Inspiring Older Readers

posted on 05 Sep 2017

Nothing But Propaganda by Iris Morley

Iris Morley (1910 – 1953) is now a largely forgotten novelist who published primarily during the years of the Second World War and in the immediate aftermath. Born into an upper-middle class military family, Morley had aspirations to act on the stage but soon abandoned that in favour of novel writing. While living in the USA she married rather hastily and divorced quickly, moving instead into a relationship and eventual marriage with another novelist who also achieved some minor renown, Alaric Jacob.

Morley’s writing at this point was focussed on light historical romance and her first book – The Proud Paladin - was published in New York in 1936. The couple returned to England where Morley published a trilogy of historical novels with James Scott, the Duke of Monmouth and William III as central characters.

However, in 1944 Jacob and Morley went to the Soviet Union in order to complete Jacob’s work on Soviet Ballet and the experience seems to have had a telling impact on Morley’s outlook and ideology. Returning home she became a journalist with The Observer and The Yorkshire Post but, perhaps more significantly, she became, along with Jacob, an active member of Communist Party.

It’s hard to find very much about which issues Morley and Jacob got involved in or the level of their influence but it was sufficient for them to be included on George Orwell's now infamous death-bed list of people he considered unsuitable to be authors for the Government’s Information Research Department. Partly as a result of this both found work increasingly hard to come by even though the couple had separated by the early 1950s. Morley died in 1953 but I can’t find a record of what brought about her premature death.

Nothing But Propaganda, published in 1946, sees Morley moving away from historical romance to something much more political and in the social realist tradition. It is, I suspect, largely autobiographical and features a central character, Catherine, who comes from a middle class military background, lives briefly in the USA, marries unwisely, divorces and remarries a Communist journalist of The Globe newspaper, Nick Rainsborough. Nick, described as a ‘Red’ and who has been in Spain during the Civil War sweeps Catherine off her feet and together they return to England. Immediately however Nick has to go off to be a correspondent in Moscow leaving Catherine to fend for herself and what follows is a story of ideological and intellectual contradictions and compromise. Central to the story is the contrast between Catherine’s politically committed world view and the romantic, other-worldliness of her sister Felicitas (Fel). In the end both sisters have to work out their own solutions to their individual dilemmas – for Felicitas there is the shock, emotional and financial, of her father’s sudden death when a stray bomb destroys the house and for Catherine there is the turmoil of a love affair with a ‘serious-minded physicist’.

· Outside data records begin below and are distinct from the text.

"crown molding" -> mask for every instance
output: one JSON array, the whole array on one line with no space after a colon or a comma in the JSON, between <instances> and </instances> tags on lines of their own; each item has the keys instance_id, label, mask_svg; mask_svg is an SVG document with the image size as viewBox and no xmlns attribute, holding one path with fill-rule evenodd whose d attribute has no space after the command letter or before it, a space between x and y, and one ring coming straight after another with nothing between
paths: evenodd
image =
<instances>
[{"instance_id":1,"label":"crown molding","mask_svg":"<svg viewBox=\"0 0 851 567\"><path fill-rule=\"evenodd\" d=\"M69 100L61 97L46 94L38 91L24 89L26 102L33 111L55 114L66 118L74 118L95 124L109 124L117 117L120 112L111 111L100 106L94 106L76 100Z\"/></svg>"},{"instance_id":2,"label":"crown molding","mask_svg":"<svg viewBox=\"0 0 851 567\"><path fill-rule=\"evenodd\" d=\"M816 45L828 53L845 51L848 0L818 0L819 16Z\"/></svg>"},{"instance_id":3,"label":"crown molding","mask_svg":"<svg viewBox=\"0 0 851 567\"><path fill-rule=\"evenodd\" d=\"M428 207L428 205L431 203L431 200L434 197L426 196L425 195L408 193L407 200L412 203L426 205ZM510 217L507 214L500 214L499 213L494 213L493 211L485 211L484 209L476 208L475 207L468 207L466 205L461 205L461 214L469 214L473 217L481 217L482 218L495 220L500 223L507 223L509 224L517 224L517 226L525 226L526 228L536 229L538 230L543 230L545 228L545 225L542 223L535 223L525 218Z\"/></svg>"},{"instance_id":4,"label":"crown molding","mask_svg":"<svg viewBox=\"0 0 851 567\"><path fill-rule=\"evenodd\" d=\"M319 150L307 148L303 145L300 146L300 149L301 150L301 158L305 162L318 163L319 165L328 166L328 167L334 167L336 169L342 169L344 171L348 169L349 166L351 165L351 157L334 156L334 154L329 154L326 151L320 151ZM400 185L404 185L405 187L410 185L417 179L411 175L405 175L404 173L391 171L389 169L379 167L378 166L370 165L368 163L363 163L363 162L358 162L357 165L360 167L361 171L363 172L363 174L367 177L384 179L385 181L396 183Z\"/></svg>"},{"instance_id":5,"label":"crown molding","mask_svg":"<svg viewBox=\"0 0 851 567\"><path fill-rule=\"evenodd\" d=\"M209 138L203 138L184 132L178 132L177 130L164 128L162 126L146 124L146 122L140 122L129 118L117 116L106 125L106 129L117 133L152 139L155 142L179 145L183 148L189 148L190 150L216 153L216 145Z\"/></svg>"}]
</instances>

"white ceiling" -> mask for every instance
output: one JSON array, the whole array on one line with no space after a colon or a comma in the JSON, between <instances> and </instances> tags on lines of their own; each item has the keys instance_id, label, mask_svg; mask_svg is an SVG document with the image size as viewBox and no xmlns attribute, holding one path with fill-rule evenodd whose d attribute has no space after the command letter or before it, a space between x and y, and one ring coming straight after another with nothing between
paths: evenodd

But perhaps, for me at least, the most entertaining aspect of this book is that Catherine earns her living working in a London-based Communist co-operative bookshop – which is in fact where she meets her ‘serious-minded physicist’. Morley describes the bookshop in this way:

Situated in Bloomsbury – inevitably Bloomsbury – the bookshop had been born during the days of the Popular front movements, and among its 300-odd members contained all shades of Left opinion, from the palest pink Fabians to Reds of the deepest dye. On the Executive Committee…Reds predominated, though not always without internecine struggle.

In the shop itself these ideological struggles play out in a minor drama between employees:

Catherine often reflected that an idealist would be disillusioned by these quarrels and combats, which raged as fiercely among the comrades as in the ordinary commercial world. Yet they were conflicts with a difference….In fighting Pringle, Augusta was not simply reacting to a personal slight, she was also insisting on the practice of democracy as well as the theory.

Morley’s description of the dynamics of the co-operative bookshop surpass any of the other relationships she paints in the book. Although the book shop is fictional and set in Bloomsbury, the dates involved make it more than possible that this is a portrait influenced by, if not based on, the famous radical bookshop Housman’s which is located just down the road in Kings Cross.

In truth the central storylines of Catherine and Felicitas are not in themselves terribly interesting or, to my mind, well written – in fact the book can be pretty dull in places. But it comes to life in the bookshop and that alone, for someone with my bookish obsessions, makes it worth the effort.